Ancak BGV Teoremi olarak bilinen bir diğer teoreme göre Enflasyon Teorisi’nde Evren Büyük Patlama ile başlamadıysa bile evrenlerin zamanda genişlemesi sonsuzdan beri değildir, bu da hala “zamanın başlangıcı” problemini çözmemiş olabileceğini gösterir. Üstelik bu teorem (Hubble sabitinin ortalama olarak 0’dan büyük olması dışında) neredeyse hiçbir varsayım ortaya atmamaktadır. Bu nedenle aslında Enflasyon Teorisi her ne kadar güçlü bir teorem olsa da tek başına çoklu-evrenlerin başlangıcını açıklayamaz.
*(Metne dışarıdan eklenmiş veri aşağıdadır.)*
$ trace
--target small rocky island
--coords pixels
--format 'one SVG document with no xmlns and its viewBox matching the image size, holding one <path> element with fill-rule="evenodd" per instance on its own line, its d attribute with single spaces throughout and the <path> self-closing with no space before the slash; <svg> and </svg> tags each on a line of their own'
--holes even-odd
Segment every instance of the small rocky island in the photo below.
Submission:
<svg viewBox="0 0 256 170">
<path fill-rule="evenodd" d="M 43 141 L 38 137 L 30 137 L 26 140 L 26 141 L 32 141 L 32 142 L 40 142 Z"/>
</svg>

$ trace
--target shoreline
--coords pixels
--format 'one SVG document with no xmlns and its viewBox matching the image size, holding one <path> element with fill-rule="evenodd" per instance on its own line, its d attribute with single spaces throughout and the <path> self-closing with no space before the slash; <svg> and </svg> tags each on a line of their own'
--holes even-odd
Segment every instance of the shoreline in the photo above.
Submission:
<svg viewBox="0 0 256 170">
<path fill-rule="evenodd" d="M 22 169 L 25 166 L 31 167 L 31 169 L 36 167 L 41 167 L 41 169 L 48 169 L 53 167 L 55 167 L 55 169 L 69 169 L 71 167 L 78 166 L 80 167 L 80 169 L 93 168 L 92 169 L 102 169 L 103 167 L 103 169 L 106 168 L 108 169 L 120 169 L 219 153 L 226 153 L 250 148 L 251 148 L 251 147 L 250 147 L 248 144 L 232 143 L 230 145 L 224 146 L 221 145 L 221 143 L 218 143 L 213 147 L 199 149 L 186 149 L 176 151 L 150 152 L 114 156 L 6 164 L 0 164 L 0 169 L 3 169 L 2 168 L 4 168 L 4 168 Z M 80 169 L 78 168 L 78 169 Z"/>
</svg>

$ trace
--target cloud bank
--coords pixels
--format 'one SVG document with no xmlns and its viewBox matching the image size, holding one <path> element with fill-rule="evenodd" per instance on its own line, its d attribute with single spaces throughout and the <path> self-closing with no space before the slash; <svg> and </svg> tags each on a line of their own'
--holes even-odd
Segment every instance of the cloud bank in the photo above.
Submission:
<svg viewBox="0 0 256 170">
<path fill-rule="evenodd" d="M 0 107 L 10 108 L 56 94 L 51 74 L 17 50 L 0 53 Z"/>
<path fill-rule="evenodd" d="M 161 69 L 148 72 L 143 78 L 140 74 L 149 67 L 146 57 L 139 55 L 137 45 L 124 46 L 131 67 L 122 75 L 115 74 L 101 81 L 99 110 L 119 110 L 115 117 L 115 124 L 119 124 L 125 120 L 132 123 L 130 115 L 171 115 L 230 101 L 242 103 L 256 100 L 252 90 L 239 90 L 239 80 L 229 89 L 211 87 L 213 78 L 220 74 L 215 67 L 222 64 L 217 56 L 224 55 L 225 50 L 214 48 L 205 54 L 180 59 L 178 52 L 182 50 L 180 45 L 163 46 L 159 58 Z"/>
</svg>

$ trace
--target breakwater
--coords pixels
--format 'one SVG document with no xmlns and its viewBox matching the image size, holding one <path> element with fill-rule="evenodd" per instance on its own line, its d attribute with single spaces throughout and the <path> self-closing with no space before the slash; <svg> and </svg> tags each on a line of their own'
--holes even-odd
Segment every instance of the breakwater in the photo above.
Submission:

Fizikçiler bunun bir Kuantum Kütleçekimi Teorisi ile giderilebileceğini düşünmektedirler çünkü Enflasyon Teorisi, Genel Görelilik Teorisi’nin matematiğine dayalı bir teoridir ve biliyoruz ki Evren’i (özellikle mikroskobik evreni) tam anlamıyla anlamak için Genel Görelilik Teorisi tek başına yetersizdir, bu nedenle bir Kuantum Kütleçekim Teorisi’ne ihtiyacımız vardır.
Örneğin fizikçi Sean Carroll, Kuantum Sonsuzluk (Eternity) Teoremi’nin zamanın başlangıcı olmadığını gösterdiğini söylüyor. William Lane Craig ile yaptığı tartışmada bunu şöyle dile getiriyor:
Eğer Kuantum Mekaniği’ne uyan, sıfır enerjisi olmayan, fizik yasaları zamanla değişmeyen bir evreniniz var ise evren zorunlu olarak sonsuzdan beri vardır.
Ancak bu teorem ile ilgili şöyle bir sıkıntı var; yukarıda da bahsedildiği üzere teoremin koşullarından biri evrenin sıfır enerjisi olmamasıdır. Fakat günümüzdeki gözlemler Evren’in enerjisinin sıfır ya da sıfıra çok yakın olduğunu gösteriyor.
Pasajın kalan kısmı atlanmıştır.